With funding from the Feline Foundation of Greater Washington and the Northern Virginia chapter of the Society for the Prevention of Cruelty to Animals, Moore has ministered to hundreds of Lorton's cats. Aside from delivering massive sacks to cat food, some of which she pays for herself (People say, "Why don't you buy new clothes?" and I say, "The cats are eating my clothes'"), Moore has trapped wild cats, tested them of such diseases as feline leukemia, then had them neutered.

Of course, the toughest test is finding permanent homes for the animals. She has placed about 400 cats through the Humane Society and local cat shows. Not surprisingly, she has adopted three herself, welcoming Fern, Ramone and Taboo into the WoodBridge home she shares with her sister Sharon, 34, an insurance company employee. Carol Moore 56, Penny's mother, has also taken in Boo-Boo, giving her and her husband, Charles, 63, a home improvement contractor, a total of seven cats. Bringing home animals is nothing new to Penny, who earned a degree in animal science from Northern Virginia Community College in 1985. "She's always been an animal lover," says Carol. "As a child, she didn't even want insects harmed."

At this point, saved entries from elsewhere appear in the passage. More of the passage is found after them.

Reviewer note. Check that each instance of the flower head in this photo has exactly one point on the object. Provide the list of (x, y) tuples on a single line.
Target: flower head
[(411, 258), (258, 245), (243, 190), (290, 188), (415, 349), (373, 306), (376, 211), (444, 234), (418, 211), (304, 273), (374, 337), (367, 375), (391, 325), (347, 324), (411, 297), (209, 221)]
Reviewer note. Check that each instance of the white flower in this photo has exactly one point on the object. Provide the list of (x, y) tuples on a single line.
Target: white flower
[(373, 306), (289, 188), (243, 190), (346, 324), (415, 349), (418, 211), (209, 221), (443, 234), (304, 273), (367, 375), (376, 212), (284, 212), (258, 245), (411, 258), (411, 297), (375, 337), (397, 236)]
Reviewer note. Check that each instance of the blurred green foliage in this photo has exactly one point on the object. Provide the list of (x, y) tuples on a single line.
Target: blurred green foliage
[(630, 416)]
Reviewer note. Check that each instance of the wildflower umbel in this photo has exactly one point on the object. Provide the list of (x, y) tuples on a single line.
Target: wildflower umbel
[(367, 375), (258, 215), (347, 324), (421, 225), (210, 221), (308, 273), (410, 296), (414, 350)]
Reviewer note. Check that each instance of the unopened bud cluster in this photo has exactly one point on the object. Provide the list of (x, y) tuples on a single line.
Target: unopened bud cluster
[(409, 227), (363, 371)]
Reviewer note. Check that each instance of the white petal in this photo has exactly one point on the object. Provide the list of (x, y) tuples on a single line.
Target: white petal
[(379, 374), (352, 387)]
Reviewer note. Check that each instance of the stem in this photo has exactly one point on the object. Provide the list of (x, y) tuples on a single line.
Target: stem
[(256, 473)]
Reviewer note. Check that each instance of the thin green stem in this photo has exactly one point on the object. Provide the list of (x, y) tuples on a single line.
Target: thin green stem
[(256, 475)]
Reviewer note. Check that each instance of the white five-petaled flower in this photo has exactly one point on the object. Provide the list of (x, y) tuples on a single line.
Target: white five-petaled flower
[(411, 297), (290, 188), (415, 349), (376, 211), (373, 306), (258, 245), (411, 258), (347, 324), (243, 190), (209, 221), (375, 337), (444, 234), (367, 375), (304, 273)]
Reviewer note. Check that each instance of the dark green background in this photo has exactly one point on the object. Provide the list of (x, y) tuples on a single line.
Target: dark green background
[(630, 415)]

No one seems more grateful for Moore's good deeds than the prisoners themselves. "Taking care of the cats is my life," says Mike Crigger, 43, serving life fro second-degree murder. "Animals are very therapeutic; they calm you down." Moore thinks the cats may have served and even greater purpose. " Some of these inmates have done terrible things, but I like to think that people can learn to be compassionate," she says." And some of these animals have helped turn these men around.